Am reading Gordon Burns’ Born Yesterday at the moment. Burn is one of my favourite writers, whether he’s producing non-fiction such as his remarkable books about serial killers (Peter Sutcliffe in Somebody’s Husband, Somebody’s Son; Fred and Rose West in Happy Like Murderers) or the recent Best and Edwards about the Manchester United players; or fiction like Alma Cogan and Fullalove.
His writes brilliantly about celebrity, and infamy, and describes rather than explains, leaving you to make your own mind up. In other words, he treats the reader like an intelligent person.
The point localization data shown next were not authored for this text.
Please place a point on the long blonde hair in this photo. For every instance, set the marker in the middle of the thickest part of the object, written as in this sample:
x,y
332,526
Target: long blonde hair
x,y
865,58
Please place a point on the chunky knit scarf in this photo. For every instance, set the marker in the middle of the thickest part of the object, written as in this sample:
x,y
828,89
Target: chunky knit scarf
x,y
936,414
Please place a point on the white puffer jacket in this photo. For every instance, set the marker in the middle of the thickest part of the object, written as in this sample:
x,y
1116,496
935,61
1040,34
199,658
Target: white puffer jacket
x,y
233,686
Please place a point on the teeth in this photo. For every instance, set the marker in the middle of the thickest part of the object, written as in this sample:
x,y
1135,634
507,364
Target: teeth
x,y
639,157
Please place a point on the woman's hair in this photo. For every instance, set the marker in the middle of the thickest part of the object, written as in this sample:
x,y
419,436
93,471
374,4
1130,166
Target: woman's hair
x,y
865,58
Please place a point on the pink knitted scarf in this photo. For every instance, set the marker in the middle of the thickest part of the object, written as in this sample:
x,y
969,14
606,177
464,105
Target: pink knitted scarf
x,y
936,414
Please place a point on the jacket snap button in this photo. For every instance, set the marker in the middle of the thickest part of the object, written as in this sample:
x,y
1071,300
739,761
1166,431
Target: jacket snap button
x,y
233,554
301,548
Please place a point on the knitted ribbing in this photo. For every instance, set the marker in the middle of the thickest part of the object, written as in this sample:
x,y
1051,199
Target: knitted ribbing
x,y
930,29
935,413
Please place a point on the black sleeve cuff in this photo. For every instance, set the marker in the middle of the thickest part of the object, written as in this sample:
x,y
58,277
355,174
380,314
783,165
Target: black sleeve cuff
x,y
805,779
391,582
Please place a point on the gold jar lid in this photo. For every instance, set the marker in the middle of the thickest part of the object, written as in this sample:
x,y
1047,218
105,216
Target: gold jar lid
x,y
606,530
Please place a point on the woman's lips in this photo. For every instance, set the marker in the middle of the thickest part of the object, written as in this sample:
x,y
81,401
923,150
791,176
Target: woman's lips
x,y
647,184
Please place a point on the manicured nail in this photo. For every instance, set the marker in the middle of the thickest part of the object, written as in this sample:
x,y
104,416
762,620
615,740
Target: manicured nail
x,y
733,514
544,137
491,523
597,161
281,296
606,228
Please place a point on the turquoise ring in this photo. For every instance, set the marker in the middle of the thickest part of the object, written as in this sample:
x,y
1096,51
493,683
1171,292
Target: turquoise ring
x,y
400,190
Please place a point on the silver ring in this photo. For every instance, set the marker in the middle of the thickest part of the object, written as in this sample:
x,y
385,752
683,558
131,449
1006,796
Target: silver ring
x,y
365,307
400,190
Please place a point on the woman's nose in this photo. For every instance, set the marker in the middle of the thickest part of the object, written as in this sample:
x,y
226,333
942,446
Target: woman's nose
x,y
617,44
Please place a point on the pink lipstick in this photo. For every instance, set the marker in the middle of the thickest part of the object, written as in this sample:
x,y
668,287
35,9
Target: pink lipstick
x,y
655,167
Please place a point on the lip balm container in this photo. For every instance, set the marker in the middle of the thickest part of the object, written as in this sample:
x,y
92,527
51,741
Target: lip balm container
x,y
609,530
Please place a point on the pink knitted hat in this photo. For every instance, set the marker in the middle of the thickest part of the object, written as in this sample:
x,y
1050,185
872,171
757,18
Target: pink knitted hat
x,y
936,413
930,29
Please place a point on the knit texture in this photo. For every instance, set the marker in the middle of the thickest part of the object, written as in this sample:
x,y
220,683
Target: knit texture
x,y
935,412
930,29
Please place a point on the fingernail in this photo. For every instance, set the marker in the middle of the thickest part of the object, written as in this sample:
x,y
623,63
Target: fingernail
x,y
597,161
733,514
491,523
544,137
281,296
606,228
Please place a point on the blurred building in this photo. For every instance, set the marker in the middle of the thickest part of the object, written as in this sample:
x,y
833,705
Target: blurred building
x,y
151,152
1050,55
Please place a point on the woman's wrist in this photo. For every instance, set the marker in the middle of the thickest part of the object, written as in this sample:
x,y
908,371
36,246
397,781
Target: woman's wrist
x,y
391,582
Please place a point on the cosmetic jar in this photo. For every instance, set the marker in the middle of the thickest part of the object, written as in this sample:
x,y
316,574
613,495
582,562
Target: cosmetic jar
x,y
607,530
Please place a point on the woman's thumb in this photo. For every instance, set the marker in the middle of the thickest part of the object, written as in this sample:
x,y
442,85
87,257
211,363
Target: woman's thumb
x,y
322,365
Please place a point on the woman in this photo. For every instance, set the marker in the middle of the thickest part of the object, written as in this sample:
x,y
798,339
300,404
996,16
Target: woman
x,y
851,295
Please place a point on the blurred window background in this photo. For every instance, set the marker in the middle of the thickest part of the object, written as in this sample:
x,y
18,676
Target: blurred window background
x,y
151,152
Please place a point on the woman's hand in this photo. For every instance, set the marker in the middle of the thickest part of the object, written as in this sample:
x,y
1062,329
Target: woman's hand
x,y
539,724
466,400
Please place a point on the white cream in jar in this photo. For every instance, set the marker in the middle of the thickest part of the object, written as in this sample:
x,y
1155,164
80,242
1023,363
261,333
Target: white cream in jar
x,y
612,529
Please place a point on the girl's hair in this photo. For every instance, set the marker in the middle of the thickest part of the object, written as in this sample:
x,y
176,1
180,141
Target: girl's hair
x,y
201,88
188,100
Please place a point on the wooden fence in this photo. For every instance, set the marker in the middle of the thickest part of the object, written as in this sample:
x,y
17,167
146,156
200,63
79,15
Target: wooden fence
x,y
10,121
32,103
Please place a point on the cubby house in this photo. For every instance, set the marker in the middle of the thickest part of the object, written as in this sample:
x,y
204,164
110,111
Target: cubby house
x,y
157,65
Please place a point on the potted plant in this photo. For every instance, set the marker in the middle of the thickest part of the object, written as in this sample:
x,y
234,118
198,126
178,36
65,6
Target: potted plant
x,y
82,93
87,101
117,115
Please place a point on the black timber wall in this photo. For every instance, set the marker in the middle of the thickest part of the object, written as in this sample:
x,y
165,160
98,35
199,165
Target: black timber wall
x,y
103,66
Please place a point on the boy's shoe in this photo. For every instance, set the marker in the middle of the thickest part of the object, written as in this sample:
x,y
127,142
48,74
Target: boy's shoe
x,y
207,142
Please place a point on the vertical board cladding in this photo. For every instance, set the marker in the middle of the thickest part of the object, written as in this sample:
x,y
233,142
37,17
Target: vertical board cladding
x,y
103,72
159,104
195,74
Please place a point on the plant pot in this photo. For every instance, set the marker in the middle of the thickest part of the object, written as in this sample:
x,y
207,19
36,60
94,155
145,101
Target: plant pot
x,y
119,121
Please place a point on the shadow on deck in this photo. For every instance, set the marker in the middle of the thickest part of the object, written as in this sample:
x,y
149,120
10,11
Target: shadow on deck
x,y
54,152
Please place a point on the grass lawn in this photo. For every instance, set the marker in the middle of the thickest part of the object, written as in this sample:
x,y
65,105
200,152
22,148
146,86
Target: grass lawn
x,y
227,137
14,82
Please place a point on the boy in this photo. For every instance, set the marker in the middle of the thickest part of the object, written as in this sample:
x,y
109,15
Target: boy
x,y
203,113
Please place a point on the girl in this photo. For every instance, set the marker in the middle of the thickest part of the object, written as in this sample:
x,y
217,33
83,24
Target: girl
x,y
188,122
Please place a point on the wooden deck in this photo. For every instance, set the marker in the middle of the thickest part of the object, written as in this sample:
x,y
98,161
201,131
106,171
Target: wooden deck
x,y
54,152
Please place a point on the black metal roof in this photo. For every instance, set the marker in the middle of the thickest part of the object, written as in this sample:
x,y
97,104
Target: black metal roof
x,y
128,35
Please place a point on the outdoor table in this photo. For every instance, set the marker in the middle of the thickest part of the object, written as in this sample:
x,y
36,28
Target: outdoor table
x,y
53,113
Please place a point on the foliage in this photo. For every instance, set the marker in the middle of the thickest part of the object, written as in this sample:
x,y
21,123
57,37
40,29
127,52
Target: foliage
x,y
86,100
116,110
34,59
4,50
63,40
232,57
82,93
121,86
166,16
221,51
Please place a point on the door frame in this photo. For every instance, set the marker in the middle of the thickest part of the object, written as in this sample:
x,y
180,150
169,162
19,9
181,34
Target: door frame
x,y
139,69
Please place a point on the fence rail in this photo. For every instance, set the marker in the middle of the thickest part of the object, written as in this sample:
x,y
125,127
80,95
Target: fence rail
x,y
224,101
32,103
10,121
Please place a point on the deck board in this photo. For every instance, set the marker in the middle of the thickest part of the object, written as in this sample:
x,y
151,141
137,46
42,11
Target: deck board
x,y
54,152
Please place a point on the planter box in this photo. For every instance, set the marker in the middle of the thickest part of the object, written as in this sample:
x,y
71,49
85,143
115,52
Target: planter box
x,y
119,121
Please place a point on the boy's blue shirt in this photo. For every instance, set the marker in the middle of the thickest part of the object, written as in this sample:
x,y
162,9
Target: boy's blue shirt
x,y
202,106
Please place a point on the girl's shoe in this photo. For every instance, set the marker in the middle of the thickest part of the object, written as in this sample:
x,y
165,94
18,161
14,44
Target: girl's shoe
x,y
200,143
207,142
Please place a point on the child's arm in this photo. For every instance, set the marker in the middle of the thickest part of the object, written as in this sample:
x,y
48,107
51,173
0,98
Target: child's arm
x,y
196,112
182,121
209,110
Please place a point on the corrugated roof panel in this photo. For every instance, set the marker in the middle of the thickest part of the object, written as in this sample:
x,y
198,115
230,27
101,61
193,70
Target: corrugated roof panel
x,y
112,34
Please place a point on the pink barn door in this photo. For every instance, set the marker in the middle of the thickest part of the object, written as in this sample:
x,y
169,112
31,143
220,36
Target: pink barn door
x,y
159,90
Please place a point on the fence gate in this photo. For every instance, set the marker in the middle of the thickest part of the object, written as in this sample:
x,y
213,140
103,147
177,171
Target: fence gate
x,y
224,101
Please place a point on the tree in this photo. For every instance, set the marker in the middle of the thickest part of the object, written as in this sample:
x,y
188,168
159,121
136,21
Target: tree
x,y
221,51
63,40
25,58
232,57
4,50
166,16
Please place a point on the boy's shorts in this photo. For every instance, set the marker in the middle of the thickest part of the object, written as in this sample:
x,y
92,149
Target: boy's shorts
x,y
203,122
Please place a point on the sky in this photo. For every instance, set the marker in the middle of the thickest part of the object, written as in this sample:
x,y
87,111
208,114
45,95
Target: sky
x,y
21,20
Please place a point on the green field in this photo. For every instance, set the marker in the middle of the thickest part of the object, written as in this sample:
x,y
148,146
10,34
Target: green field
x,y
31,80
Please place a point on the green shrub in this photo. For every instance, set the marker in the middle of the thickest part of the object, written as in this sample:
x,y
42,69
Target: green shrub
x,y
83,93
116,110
With Born Yesterday, though, he is drifting into more experimental territory, presenting news stories from last summer – the search for Madeleine McCann, Gordon Brown taking over from Tony Blair etc – as a continuous narrative, pointing out the coincidences and connections as he goes. In many ways with this book Burn is delving into the kind of stuff that B.S. Johnson would approve of, effectively writing a non-fiction novel. Johnson famously considered that telling stories was telling lies, and therefore a Bad Thing (for a good introduction to Johnson and his work, Jonathan Coe’s biography Like a Fiery Elephant is superb. He is famous for doing stuff like having a hole cut into the pages of a novel so the reader can see into the future by reading the text a few pages in advance).
Burn is fundamentally right in that the news these days is a novel. Much of the news and the way in which it is presented seems to have more in common with soap opera plots than traditional reporting: the McCann issue being a case in point, with the attitude towards the parents of the missing girl wavering between sympathy, then approbation, mistrust and back to sympathy again.
But the news now is a story in which we can all participate. Being halfway through, I’m not sure if Burn will touch on the role that we all can have now as citizen journalists, or social reporters. But the images that we take on our mobile phones and post to Flickr or Facebook, or the video we capture and stream through services like Qik, or the opinions we report on our blogs and social network profiles all add to the primordial soup of content from which the news will be formed. As traditional media organisations get more and more wise to the role that citizen journalism can play, we will see a preponderance of amateur news reporting, creating a richer tapestry from which the news ‘novel’ can be formed.
Burn has the advantage of looking back at events and seeing them within a wider context. Perhaps this is the role that traditional media will play in the future, pulling together all the threads of the content produced by us, reporting on what is going on around us.
Update: By sheer chance, there was an article on B.S. Johnson on Guardian Online yesterday.